# Downtube shifter HELP!



## RichardHead (Feb 19, 2007)

I'm building up a 1992 R900 2.8 that had a STI cable-stop setup on the downtube, and I'm converting it to Shimano 600 DT shifters.
I'm kind of a newb at this, but I guess I'm looking for the DT mounting components for the Shimano. I've taken it apart, down to the threaded rod/boss assembly, and it looks like I need the threaded rod/boss/cover assembly that fits the Shimano engagement. I have the orig. Shimano braze-on boss covers, but the frame has no braze-ons; just a lg.hole for the rod to go through and a sm. hole to lock in the STI boss cover.
Anyone know what I'm talking about, or know if this C'dale came with DT shifters originally?
Thanks!!!


----------



## Dave Hickey (Jan 27, 2002)

Shimano downtube shifters will fit right over the frame bosses...There is nothing unique about the Cannondale bosses...

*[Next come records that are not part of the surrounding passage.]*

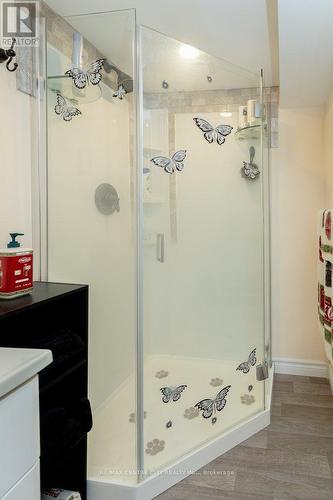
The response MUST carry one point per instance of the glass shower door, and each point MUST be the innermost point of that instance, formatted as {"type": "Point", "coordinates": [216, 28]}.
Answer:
{"type": "Point", "coordinates": [202, 248]}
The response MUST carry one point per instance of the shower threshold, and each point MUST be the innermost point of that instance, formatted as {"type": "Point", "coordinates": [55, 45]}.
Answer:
{"type": "Point", "coordinates": [181, 431]}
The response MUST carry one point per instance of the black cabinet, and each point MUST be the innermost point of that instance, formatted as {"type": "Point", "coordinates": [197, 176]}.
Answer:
{"type": "Point", "coordinates": [55, 316]}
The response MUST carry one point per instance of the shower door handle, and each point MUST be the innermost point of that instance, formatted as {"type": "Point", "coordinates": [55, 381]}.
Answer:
{"type": "Point", "coordinates": [160, 247]}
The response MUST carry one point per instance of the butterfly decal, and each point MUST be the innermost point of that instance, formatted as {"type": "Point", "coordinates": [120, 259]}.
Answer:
{"type": "Point", "coordinates": [171, 164]}
{"type": "Point", "coordinates": [92, 74]}
{"type": "Point", "coordinates": [63, 109]}
{"type": "Point", "coordinates": [120, 92]}
{"type": "Point", "coordinates": [172, 393]}
{"type": "Point", "coordinates": [213, 134]}
{"type": "Point", "coordinates": [210, 406]}
{"type": "Point", "coordinates": [245, 367]}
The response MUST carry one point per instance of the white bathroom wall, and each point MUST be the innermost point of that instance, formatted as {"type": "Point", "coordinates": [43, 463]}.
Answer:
{"type": "Point", "coordinates": [16, 110]}
{"type": "Point", "coordinates": [297, 193]}
{"type": "Point", "coordinates": [328, 151]}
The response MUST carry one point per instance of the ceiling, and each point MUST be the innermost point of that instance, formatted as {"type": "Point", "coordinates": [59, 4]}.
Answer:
{"type": "Point", "coordinates": [306, 52]}
{"type": "Point", "coordinates": [234, 30]}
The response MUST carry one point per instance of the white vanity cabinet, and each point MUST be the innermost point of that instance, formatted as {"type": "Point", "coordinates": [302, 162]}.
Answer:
{"type": "Point", "coordinates": [19, 422]}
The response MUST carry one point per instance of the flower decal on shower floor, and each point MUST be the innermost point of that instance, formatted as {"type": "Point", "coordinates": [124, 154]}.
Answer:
{"type": "Point", "coordinates": [213, 134]}
{"type": "Point", "coordinates": [63, 109]}
{"type": "Point", "coordinates": [216, 382]}
{"type": "Point", "coordinates": [251, 361]}
{"type": "Point", "coordinates": [209, 406]}
{"type": "Point", "coordinates": [90, 75]}
{"type": "Point", "coordinates": [247, 399]}
{"type": "Point", "coordinates": [170, 165]}
{"type": "Point", "coordinates": [191, 413]}
{"type": "Point", "coordinates": [155, 446]}
{"type": "Point", "coordinates": [172, 393]}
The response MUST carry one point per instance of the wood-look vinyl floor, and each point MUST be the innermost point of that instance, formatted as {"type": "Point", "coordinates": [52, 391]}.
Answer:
{"type": "Point", "coordinates": [290, 459]}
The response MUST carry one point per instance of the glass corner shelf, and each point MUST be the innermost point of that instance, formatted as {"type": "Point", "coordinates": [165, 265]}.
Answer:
{"type": "Point", "coordinates": [248, 132]}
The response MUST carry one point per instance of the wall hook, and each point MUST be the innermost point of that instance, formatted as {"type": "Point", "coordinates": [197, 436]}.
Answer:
{"type": "Point", "coordinates": [8, 55]}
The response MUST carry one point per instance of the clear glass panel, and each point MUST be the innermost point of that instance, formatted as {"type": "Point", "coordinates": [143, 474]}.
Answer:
{"type": "Point", "coordinates": [92, 213]}
{"type": "Point", "coordinates": [202, 248]}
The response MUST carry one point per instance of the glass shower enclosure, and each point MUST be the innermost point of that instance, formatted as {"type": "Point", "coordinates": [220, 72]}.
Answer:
{"type": "Point", "coordinates": [156, 196]}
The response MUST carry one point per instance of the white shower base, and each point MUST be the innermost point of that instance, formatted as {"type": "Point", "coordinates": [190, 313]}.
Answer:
{"type": "Point", "coordinates": [191, 442]}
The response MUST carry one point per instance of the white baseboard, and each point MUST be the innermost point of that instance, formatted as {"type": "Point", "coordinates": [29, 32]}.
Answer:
{"type": "Point", "coordinates": [304, 367]}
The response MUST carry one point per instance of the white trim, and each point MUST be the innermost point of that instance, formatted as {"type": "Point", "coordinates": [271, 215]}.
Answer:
{"type": "Point", "coordinates": [303, 367]}
{"type": "Point", "coordinates": [104, 489]}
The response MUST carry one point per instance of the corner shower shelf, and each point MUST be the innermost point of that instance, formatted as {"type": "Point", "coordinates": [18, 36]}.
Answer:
{"type": "Point", "coordinates": [153, 200]}
{"type": "Point", "coordinates": [249, 132]}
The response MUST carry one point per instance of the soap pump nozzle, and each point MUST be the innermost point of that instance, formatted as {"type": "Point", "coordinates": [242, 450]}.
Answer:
{"type": "Point", "coordinates": [14, 243]}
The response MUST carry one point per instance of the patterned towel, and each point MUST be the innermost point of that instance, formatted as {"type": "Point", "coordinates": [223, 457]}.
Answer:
{"type": "Point", "coordinates": [325, 290]}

Please see attached picture..Everything in silver should be supplied with the shifters..


----------



## RichardHead (Feb 19, 2007)

*See my edit*

Thanks, Dave, but see my edit for a clearer explanation.


----------



## Dave Hickey (Jan 27, 2002)

RichardHead said:


> Thanks, Dave, but see my edit for a clearer explanation.



do you have any pics? something is not making sense..If the bike is a 92, it has downtube shift bosses installed.... The STI cable stops fit over them just like the downtube shifters do....It's the same boss for both...


----------



## Dave Hickey (Jan 27, 2002)

Dave Hickey said:


> do you have any pics? something is not making sense..If the bike is a 92, it has downtube shift bosses installed.... The STI cable stops fit over them just like the downtube shifters do....It's the same boss for both...

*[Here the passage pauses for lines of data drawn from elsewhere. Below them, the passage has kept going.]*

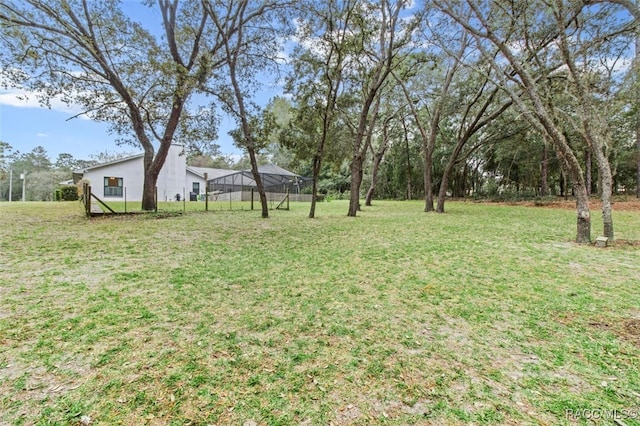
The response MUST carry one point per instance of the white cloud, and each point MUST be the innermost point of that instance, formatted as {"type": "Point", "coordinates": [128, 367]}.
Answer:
{"type": "Point", "coordinates": [20, 98]}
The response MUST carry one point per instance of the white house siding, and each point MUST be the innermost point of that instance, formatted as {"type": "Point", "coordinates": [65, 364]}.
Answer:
{"type": "Point", "coordinates": [195, 177]}
{"type": "Point", "coordinates": [171, 180]}
{"type": "Point", "coordinates": [172, 177]}
{"type": "Point", "coordinates": [129, 170]}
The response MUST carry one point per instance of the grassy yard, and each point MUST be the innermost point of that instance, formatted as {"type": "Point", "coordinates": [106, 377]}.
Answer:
{"type": "Point", "coordinates": [488, 314]}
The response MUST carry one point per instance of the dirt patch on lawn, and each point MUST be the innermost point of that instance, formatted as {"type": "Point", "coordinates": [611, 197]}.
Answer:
{"type": "Point", "coordinates": [630, 204]}
{"type": "Point", "coordinates": [627, 329]}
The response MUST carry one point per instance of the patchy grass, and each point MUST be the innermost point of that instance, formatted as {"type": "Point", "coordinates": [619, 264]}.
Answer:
{"type": "Point", "coordinates": [488, 314]}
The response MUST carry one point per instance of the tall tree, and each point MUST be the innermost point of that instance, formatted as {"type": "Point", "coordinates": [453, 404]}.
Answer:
{"type": "Point", "coordinates": [325, 39]}
{"type": "Point", "coordinates": [384, 41]}
{"type": "Point", "coordinates": [137, 79]}
{"type": "Point", "coordinates": [494, 26]}
{"type": "Point", "coordinates": [247, 31]}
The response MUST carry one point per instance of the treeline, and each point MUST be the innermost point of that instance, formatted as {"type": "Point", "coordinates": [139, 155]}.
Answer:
{"type": "Point", "coordinates": [390, 98]}
{"type": "Point", "coordinates": [42, 175]}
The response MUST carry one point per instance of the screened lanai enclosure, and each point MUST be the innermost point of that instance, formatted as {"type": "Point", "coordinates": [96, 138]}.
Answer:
{"type": "Point", "coordinates": [240, 185]}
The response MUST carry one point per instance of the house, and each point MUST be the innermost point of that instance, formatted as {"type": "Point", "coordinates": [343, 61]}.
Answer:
{"type": "Point", "coordinates": [123, 179]}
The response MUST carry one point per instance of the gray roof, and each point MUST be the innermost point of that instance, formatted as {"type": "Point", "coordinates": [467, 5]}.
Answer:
{"type": "Point", "coordinates": [212, 173]}
{"type": "Point", "coordinates": [121, 160]}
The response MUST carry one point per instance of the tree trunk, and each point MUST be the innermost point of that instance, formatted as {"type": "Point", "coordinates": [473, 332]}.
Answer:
{"type": "Point", "coordinates": [356, 181]}
{"type": "Point", "coordinates": [428, 178]}
{"type": "Point", "coordinates": [152, 166]}
{"type": "Point", "coordinates": [408, 153]}
{"type": "Point", "coordinates": [583, 234]}
{"type": "Point", "coordinates": [544, 172]}
{"type": "Point", "coordinates": [149, 184]}
{"type": "Point", "coordinates": [587, 170]}
{"type": "Point", "coordinates": [374, 178]}
{"type": "Point", "coordinates": [317, 160]}
{"type": "Point", "coordinates": [637, 81]}
{"type": "Point", "coordinates": [444, 184]}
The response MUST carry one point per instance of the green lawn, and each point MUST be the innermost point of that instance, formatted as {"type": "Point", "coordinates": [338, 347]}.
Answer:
{"type": "Point", "coordinates": [488, 314]}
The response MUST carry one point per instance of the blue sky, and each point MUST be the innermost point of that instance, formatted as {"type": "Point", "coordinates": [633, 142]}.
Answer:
{"type": "Point", "coordinates": [25, 125]}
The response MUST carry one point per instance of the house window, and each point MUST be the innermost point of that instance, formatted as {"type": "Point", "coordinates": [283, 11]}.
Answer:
{"type": "Point", "coordinates": [112, 187]}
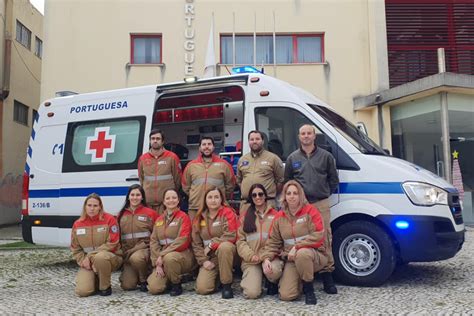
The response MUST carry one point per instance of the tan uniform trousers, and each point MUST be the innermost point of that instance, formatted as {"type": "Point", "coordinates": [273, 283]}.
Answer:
{"type": "Point", "coordinates": [87, 281]}
{"type": "Point", "coordinates": [175, 264]}
{"type": "Point", "coordinates": [223, 259]}
{"type": "Point", "coordinates": [135, 269]}
{"type": "Point", "coordinates": [252, 278]}
{"type": "Point", "coordinates": [323, 207]}
{"type": "Point", "coordinates": [308, 261]}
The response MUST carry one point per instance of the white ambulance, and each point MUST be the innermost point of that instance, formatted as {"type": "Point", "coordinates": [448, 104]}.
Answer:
{"type": "Point", "coordinates": [386, 210]}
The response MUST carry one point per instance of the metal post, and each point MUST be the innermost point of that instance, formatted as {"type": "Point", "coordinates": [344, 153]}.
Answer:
{"type": "Point", "coordinates": [445, 121]}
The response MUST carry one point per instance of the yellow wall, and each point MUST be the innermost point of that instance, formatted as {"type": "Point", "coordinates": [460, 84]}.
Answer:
{"type": "Point", "coordinates": [92, 54]}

here is some more info...With the shifters or the STI cable stops removed, this is what your frame should look like...


----------



## RichardHead (Feb 19, 2007)

*Yeah, I know...*

all of the steel-frames I've messed with are like pics, but this is what I have;

The last pic is my Shimano braze-on covers...I need the curved part to go against the frame. The rod assembly has one side "cover" is separate, and one that seems to be permanently attached.
I thought this might be a C'dale thing??


----------



## Dave Hickey (Jan 27, 2002)

Pics are worth 1,000 words....Thanks

All you need is flat not curved shift boss covers...any LBS should carry them....They look just like your last pic only they are flat and not curved on the bottnm...These are very common..Give me a minute and I'll take a pic of them for you


----------



## Dave Hickey (Jan 27, 2002)

Dave Hickey said:


> Pics are worth 1,000 words....Thanks
> 
> All you need is flat not curved shift boss covers...any LBS should carry them....They look just like your last pic only they are flat and not curved on the bottnm...These are very common..Give me a minute and I'll take a pic of them for you


sorry for the crappy pic...here is one...these were commonly used on aluminum frames..

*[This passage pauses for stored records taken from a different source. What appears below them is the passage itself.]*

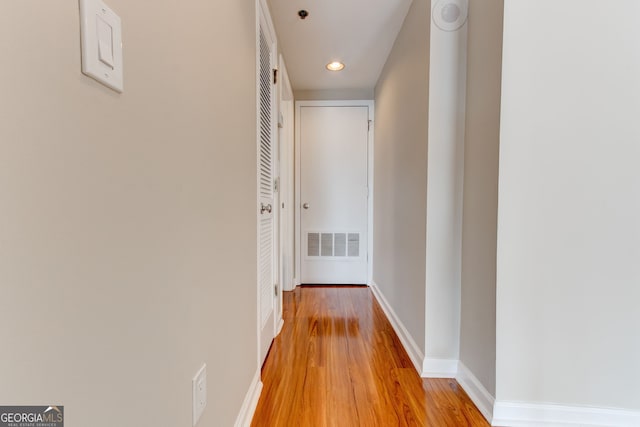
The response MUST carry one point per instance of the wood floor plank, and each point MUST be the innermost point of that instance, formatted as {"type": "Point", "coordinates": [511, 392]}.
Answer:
{"type": "Point", "coordinates": [338, 362]}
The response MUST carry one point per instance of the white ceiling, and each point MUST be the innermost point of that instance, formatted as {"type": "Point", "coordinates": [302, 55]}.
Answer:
{"type": "Point", "coordinates": [359, 33]}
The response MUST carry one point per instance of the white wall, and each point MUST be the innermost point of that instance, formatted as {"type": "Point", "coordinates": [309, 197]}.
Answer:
{"type": "Point", "coordinates": [568, 276]}
{"type": "Point", "coordinates": [480, 214]}
{"type": "Point", "coordinates": [333, 95]}
{"type": "Point", "coordinates": [447, 78]}
{"type": "Point", "coordinates": [126, 257]}
{"type": "Point", "coordinates": [400, 168]}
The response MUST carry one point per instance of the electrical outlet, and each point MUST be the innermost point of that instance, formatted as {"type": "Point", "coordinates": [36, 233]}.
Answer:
{"type": "Point", "coordinates": [199, 393]}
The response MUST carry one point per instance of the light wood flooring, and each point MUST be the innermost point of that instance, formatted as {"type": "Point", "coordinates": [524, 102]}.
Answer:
{"type": "Point", "coordinates": [338, 362]}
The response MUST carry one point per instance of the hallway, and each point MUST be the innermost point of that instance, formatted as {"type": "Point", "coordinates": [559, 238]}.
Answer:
{"type": "Point", "coordinates": [338, 362]}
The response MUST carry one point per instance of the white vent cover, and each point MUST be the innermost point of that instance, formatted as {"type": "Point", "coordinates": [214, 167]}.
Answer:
{"type": "Point", "coordinates": [340, 245]}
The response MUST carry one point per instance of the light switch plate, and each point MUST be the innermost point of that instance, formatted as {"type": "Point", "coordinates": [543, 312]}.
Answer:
{"type": "Point", "coordinates": [199, 393]}
{"type": "Point", "coordinates": [101, 34]}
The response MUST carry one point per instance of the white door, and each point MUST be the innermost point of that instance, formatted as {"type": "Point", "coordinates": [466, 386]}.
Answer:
{"type": "Point", "coordinates": [333, 194]}
{"type": "Point", "coordinates": [266, 202]}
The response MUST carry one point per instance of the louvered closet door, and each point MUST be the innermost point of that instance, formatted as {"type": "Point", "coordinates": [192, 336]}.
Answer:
{"type": "Point", "coordinates": [266, 206]}
{"type": "Point", "coordinates": [333, 193]}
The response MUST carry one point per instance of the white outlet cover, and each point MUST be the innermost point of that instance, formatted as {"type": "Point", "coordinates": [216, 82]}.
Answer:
{"type": "Point", "coordinates": [199, 393]}
{"type": "Point", "coordinates": [101, 34]}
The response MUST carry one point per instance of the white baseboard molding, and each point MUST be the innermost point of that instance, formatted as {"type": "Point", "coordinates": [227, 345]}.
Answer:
{"type": "Point", "coordinates": [519, 414]}
{"type": "Point", "coordinates": [409, 344]}
{"type": "Point", "coordinates": [439, 368]}
{"type": "Point", "coordinates": [250, 402]}
{"type": "Point", "coordinates": [476, 391]}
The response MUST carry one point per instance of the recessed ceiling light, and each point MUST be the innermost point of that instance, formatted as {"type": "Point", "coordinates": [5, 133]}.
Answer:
{"type": "Point", "coordinates": [335, 66]}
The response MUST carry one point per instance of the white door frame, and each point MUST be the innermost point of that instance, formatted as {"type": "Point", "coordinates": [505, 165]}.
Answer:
{"type": "Point", "coordinates": [298, 246]}
{"type": "Point", "coordinates": [287, 197]}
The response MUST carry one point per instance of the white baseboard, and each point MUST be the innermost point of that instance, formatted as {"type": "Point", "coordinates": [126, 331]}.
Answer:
{"type": "Point", "coordinates": [476, 391]}
{"type": "Point", "coordinates": [439, 368]}
{"type": "Point", "coordinates": [409, 344]}
{"type": "Point", "coordinates": [518, 414]}
{"type": "Point", "coordinates": [250, 402]}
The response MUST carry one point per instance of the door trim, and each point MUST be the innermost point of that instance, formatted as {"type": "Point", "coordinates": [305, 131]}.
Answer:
{"type": "Point", "coordinates": [298, 246]}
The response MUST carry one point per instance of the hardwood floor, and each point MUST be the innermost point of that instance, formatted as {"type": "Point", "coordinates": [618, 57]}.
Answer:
{"type": "Point", "coordinates": [338, 362]}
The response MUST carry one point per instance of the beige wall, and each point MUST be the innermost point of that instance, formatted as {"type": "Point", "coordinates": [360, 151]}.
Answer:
{"type": "Point", "coordinates": [478, 314]}
{"type": "Point", "coordinates": [569, 208]}
{"type": "Point", "coordinates": [127, 222]}
{"type": "Point", "coordinates": [400, 168]}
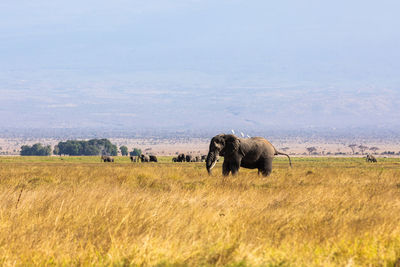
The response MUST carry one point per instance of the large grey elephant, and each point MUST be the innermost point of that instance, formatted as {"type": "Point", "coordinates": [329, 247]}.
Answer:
{"type": "Point", "coordinates": [371, 158]}
{"type": "Point", "coordinates": [181, 158]}
{"type": "Point", "coordinates": [251, 153]}
{"type": "Point", "coordinates": [189, 158]}
{"type": "Point", "coordinates": [153, 158]}
{"type": "Point", "coordinates": [144, 158]}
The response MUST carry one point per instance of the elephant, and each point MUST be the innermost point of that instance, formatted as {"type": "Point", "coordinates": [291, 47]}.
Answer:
{"type": "Point", "coordinates": [189, 158]}
{"type": "Point", "coordinates": [181, 158]}
{"type": "Point", "coordinates": [153, 158]}
{"type": "Point", "coordinates": [371, 158]}
{"type": "Point", "coordinates": [251, 153]}
{"type": "Point", "coordinates": [144, 158]}
{"type": "Point", "coordinates": [107, 158]}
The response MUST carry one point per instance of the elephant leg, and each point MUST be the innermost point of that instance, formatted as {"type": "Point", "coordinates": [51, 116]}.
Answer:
{"type": "Point", "coordinates": [235, 168]}
{"type": "Point", "coordinates": [267, 169]}
{"type": "Point", "coordinates": [226, 168]}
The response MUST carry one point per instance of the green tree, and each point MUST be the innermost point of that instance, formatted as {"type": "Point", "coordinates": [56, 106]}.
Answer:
{"type": "Point", "coordinates": [87, 148]}
{"type": "Point", "coordinates": [124, 150]}
{"type": "Point", "coordinates": [35, 150]}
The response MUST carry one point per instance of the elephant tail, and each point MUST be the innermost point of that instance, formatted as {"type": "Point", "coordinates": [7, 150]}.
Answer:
{"type": "Point", "coordinates": [281, 153]}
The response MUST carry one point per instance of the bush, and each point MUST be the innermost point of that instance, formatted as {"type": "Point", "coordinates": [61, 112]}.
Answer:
{"type": "Point", "coordinates": [35, 150]}
{"type": "Point", "coordinates": [86, 148]}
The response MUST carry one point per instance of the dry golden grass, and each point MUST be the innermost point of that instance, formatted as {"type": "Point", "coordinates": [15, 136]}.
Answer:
{"type": "Point", "coordinates": [323, 212]}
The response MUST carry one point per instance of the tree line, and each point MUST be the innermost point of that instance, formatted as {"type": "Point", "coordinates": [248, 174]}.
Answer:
{"type": "Point", "coordinates": [92, 147]}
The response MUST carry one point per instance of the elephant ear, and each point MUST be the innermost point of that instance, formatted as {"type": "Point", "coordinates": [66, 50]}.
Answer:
{"type": "Point", "coordinates": [232, 144]}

if you cannot find any, grind off the curved part on your covers..They don't have to be perfectly flat, just flat enough to get the shifters on the boss


----------



## RichardHead (Feb 19, 2007)

*Thanks, Dave!!*



Dave Hickey said:


> sorry for the crappy pic...There is one...these were commonly used on aluminum frames..
> 
> if you cannot find any, grind off the curved part on your covers..They don't have to be perfectly flat, just flat enough to get the shifters on the boss


I was bored at work, so I decided to post my questions; I realized after my second post edit that I really needed some pics. Thanks, again for your help!! RT


----------